Disclosing issues even to close friends can be daunting, due to an underlying and often valid concern of how one will be viewed. Religious and cultural systems play a huge supporting role in collectivist cultures. However, they are not always well-equipped to handle mental health issues, let alone substance use challenges.

“My mom would bring me to temple or concerts," Vasavi recalls. "She thought if she could just immerse me in the Indian community and if I just had more Indian friends, that I would be better.” However, Vasavi was turned off by how judgmental she found the community to be—an unfortunate drawback of diasporic culture that can make leaning on the larger community more disheartening than helpful.

Getting Help

“When I became a mom, I started to use alcohol to cope with motherhood," Jyoti says. "Only then did it start to look like a problem to me. After several attempts at quitting and then gaslighting myself into believing I didn’t have a problem, I finally became sober on January 3, 2021, and never looked back.”

Dr. Roy shares how her own family members dealing with alcohol use disorders “not only did not reach out for help, they also never acknowledged having a problem.” Many of her SA patients wait far too long to seek help. “They feel too ashamed to speak up.” She argues that mental health professionals need to do more educational outreach and hire more SA staff. “People who feel stigmatized are more likely to open up to professionals who look like them.”

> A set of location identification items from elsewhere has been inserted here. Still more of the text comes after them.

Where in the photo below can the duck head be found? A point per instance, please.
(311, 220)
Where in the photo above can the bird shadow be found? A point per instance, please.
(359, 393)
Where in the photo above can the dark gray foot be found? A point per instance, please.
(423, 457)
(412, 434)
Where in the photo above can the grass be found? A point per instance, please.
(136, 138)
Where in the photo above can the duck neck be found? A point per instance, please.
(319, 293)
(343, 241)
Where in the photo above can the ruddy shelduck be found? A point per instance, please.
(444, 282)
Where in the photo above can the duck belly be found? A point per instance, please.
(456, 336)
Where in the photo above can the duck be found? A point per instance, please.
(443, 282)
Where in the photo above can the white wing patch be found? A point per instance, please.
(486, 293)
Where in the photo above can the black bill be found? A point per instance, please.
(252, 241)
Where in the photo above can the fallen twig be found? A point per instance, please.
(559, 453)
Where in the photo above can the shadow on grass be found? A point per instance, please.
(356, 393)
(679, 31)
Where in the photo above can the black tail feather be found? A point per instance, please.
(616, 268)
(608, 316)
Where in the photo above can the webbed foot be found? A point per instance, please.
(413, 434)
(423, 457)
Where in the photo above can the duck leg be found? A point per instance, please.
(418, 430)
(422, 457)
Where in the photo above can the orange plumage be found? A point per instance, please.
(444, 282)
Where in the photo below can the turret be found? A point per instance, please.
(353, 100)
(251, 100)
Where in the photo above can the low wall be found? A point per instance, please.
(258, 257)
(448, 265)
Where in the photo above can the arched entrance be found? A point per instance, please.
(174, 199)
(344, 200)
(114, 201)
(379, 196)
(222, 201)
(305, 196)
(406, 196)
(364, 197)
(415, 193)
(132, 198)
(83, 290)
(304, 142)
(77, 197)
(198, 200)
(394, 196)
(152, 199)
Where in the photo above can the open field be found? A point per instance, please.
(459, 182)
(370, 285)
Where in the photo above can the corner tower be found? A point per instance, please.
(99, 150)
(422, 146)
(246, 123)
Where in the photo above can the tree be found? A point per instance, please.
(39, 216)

Jyoti shares that while working on her sobriety, she read a lot of literature, but noted that “it didn’t represent me, my upbringing, my community, or my story. 'Sober lit' is primarily written by white women who cannot touch upon the guilt and shame that we feel culturally.” What helped her was a combination of reading, using a sobriety app, and connecting with her sober community.


Given their challenges, both Vasavi and Jyoti have become leading advocates for sobriety support in the SA community. As a mom of three, Jyoti feels there is still much to do. She believes that it is by having open conversations, especially with her own children when they are ready, that there can be awareness and then change.

Vasavi started therapy at age 12 after telling her parents that she needed to speak to someone. In her late 20s, after using cocaine for several years and on the heels of an unhealthy relationship and a recent miscarriage, she entered rehab. Her parents finally realized that she had a problem. However, they never attended the groups and gained the support they needed, which she feels could have made a difference. Thankfully, rehab helped Vasavi tremendously. Now a licensed therapist and five years sober, Vasavi openly shares her story in the hopes of helping others.